Henning Bremer Bødtker (14 August 1891 – 19 November 1975) was a Norwegian jurist and civil servant. He was the Attorney General of Norway from 1945 to 1962.
Personal life
He was born in Svelvik as a son of ship captain Jacob Bødtker (1847–1923) and Hilda Tofte (1853–1943).[1] He is a second cousin of professor Adam Trampe Bødtker.[2]
In 1922 he married Swedish citizen Dagmar von Sydow.[1] Their daughter who was also named Dagmar married landowner and politician Carl Oscar Collett.[3]

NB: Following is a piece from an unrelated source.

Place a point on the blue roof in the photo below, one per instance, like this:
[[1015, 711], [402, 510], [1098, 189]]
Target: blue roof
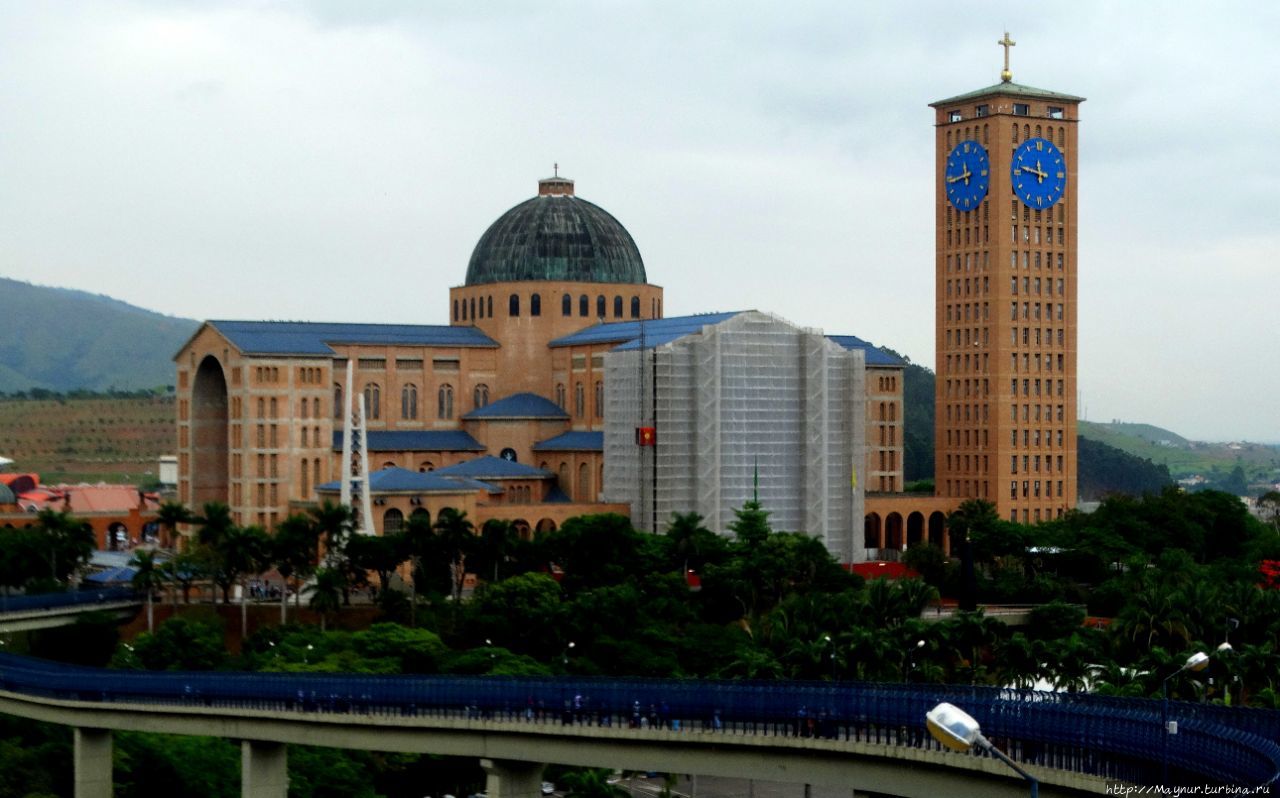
[[403, 480], [316, 337], [572, 442], [876, 356], [657, 332], [416, 441], [519, 406], [493, 468]]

From 1919 he was a practising lawyer in Oslo. He worked as a secretary for the Norwegian Bar Association from 1929 to 1937, also editing Norsk Sakførerblad for the last six years. He became a board member in the Norwegian Bar Association in 1938 and chaired the organization from 1940 to 1947.[1] During the occupation of Norway by Nazi Germany he was imprisoned in Møllergata 19 from 12 June 1941, then in Grini concentration camp from 12 September 1941 to 4 September 1942.[4] He had endeavored to keep the Norwegian Bar Association from being usurped by the Nazis. His organization was one of forty-three to protest nazification attempts on 15 May 1941, in a letter addressed directly to ReichskommissarJosef Terboven. This protest of the 43 was met with harsh reactions; already on 12 June 1941 arrest orders were issued on Bødtker and fellow signatory Erling Steen. On 18 June six more protesters were arrested.[5]
Post-war career
After the war he served as the Attorney General of Norway from 1945 to 1962. He chaired the committees that oversaw the transition to peacetime of Nortraship between 1945 and 1946, and then the Norwegian whaling fleet between 1946 and 1947.[1]